On August 2 and 3, BNL hosted the Graduate Fellowship Annual Meeting for the DOE Office of Science (SC). Every year, a different SC lab hosts the event. Attendees included DOE SC Director Bill Brinkman, DOE SC Deputy Director for Science Programs Pat Dehmer, and 186 of the brightest minds in America.
Participants at the DOE Office of Science Graduate Fellowship Annual Meeting hosted at BNL, including (front, center) BNL Director Sam Aronson, Office of Science Deputy Director for Science Programs Pat Dehmer and DOE Brookhaven Site Office Acting Manager Frank Crescenzo; and (front, fourth from left) Office of Science Graduate Fellowship Program Manager Ping Ge; and (front, third from left) Office of Educational Programs Manager Ken White.
The SC established the DOE Office of Science Graduate Fellowship (DOE SCGF) program in 2009 to support outstanding students in pursuit of graduate training in fundamental research in areas of physics, biology, chemistry, mathematics, engineering, computer and computational sciences, and environmental sciences relevant to the SC; as well as to encourage the development of the next generation of scientific and technical talent in the U.S., who will pursue careers in research critical to the SC mission at DOE laboratories and in academia.
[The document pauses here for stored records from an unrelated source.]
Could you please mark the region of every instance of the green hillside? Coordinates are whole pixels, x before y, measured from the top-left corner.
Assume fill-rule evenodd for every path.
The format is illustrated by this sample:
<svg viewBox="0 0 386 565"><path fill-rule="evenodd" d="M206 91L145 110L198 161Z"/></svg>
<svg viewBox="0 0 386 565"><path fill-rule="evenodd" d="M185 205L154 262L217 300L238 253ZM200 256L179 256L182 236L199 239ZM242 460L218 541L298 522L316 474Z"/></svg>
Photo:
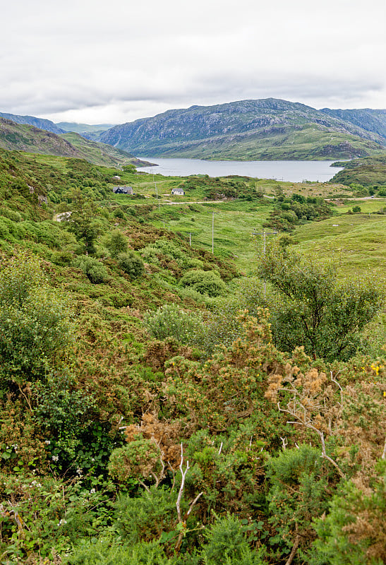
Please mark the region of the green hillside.
<svg viewBox="0 0 386 565"><path fill-rule="evenodd" d="M331 182L342 182L346 185L356 183L366 187L373 187L375 192L386 189L385 157L354 159L349 162L339 163L339 166L344 168L331 179Z"/></svg>
<svg viewBox="0 0 386 565"><path fill-rule="evenodd" d="M4 565L382 563L386 199L335 190L0 149Z"/></svg>
<svg viewBox="0 0 386 565"><path fill-rule="evenodd" d="M210 160L350 159L385 150L376 133L273 98L169 110L99 139L140 155Z"/></svg>
<svg viewBox="0 0 386 565"><path fill-rule="evenodd" d="M95 165L106 167L149 165L142 163L126 151L104 143L89 141L77 133L58 136L34 126L16 124L5 118L0 118L0 148L85 159Z"/></svg>

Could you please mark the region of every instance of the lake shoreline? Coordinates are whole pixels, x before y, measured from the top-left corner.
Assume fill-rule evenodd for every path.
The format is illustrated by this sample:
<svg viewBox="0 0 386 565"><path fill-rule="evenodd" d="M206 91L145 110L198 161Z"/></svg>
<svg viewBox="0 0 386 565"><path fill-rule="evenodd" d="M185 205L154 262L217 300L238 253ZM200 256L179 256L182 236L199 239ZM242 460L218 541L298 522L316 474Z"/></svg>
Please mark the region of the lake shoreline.
<svg viewBox="0 0 386 565"><path fill-rule="evenodd" d="M209 177L237 175L256 179L270 179L289 182L327 182L342 167L332 167L329 161L212 161L199 159L166 159L138 157L155 162L152 167L141 167L138 172L164 177Z"/></svg>

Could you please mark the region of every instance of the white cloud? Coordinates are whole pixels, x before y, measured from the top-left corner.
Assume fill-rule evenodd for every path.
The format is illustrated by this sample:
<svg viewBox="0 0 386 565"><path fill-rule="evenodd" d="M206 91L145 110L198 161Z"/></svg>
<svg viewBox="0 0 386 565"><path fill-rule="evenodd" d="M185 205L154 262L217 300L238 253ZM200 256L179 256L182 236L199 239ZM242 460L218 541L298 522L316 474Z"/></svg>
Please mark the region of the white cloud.
<svg viewBox="0 0 386 565"><path fill-rule="evenodd" d="M385 107L384 0L259 4L20 0L2 13L0 110L102 123L268 97Z"/></svg>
At BNL, the graduate fellows were welcomed by Lab Director Sam Aronson, who gave them an overview of the Lab and its mission. They heard scientific talks about SC’s program areas, and toured many Lab research facilities. SC Deputy Director Dehmer’s address highlighted energy as one of the country’s greatest challenges, while SC Director Brinkman’s keynote speech urged the fellows to follow their passion for science and work to solve problems including climate change and creating electric automobiles that run longer on a single charge. Brinkman also noted the importance of a scientifically literate public and charged these future scientists to contribute in this area. Scientific research and literacy are vital to society, and the DOE SCGF is a significant part of extending them into the future.
During their visit, Brinkman and Dehmer met with Lab leadership and toured several facilities, including taking a look at construction progress at the National Synchrotron Light Source II.
Noel Blackburn of the BNL’s Office of Educational Programs (OEP) and other OEP members coordinated the effort in partnership with SC Workforce Development and Oak Ridge Institute for Science & Education staff.
Said Ken White, OEP manager, “Watching the Olympics this summer, I was reminded of what it takes to be the best at what you do. The Office of Science Graduate Fellowship Program supports what it takes to keep America at its best in the physical sciences. Extraordinarily talented young people have been identified through a rigorous selection process and are now being supported to practice and pursue careers in scientific research of importance to our nation. Investing in these Fellows is an important part of keeping our nation at the peak of its capability.”